Outrage Review Censored

2008-05-08 (Limited release)

According to an article written for IndieWire last week by Eugene Hernandez, National Public Radio in effect censored Nathan Lee’s review of Outrage, Kirby Dick’s documentary about purportedly closeted gay conservative politicians. Hernandez writes:

Citing a policy of protecting the privacy of public figures, an NPR superior cut the names of current Florida governor Charlie Crist and former Senator Larry Craig from the review after writer Nathan Lee and his assigning editor at NPR had agreed on the text of the piece. However, a photo of Larry Craig accompanies the review and says that the former Senator is a subject of the documentary. It also hints strongly at the inclusion of Crist in the doc.

For all those who haven’t seen it, Outrage opens ominously with text on the screen that claims a “brilliantly orchestrated conspiracy” exists in America that keeps the identity of gay politicians a secret from the public at large, no matter how many people inside the Beltway are fully aware of it. At first blush, it’s a rather overblown statement, that Dick might strive mightily to prove throughout the film, but never quite achieves.

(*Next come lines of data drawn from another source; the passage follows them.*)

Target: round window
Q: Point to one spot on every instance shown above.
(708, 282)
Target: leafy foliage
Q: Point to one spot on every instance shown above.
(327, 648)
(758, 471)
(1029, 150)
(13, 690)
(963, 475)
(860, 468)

What Dick does achieve is more than most journalists have: getting a number of sources (named and anonymous) to go on film describing exactly how they know that politicians from Crist to Craig and others, as well as one right-wing media star, are gay. Outrage also contains a sincerely righteous fury, born from the fact that most all the politicians Dick is accusing of being closeted here just so happen to be conservatives who righteously legislate against gay rights whenever possible.

Some would term that gossip. Others, though, might call that a news story.

So NPR’s concern about “trying to respect the privacy of public figures and of not airing or publishing rumors, allegations and reports about their private lives unless there is a compelling reason to do so” (as an executive director told Hernandez) doesn’t quite hold true. One could argue that simply repeating rumors about politicians’ sexual orientation does not have journalistic relevance.

But when those politicians’ sexual orientation is being reported on in the context of reviewing a documentary about that subject, the documentary has amassed multiple sources for its claims (more than mainstream newspapers often use for juicy stories, it must be said), and those politicians consistently vote in a way viewed by many as homophobic, claiming there is “no compelling reason” doesn’t hold water. What it does do, in fact, is give those people who believe there is a media conspiracy hiding gay conservative politicians in plain sight, proof that they’re right.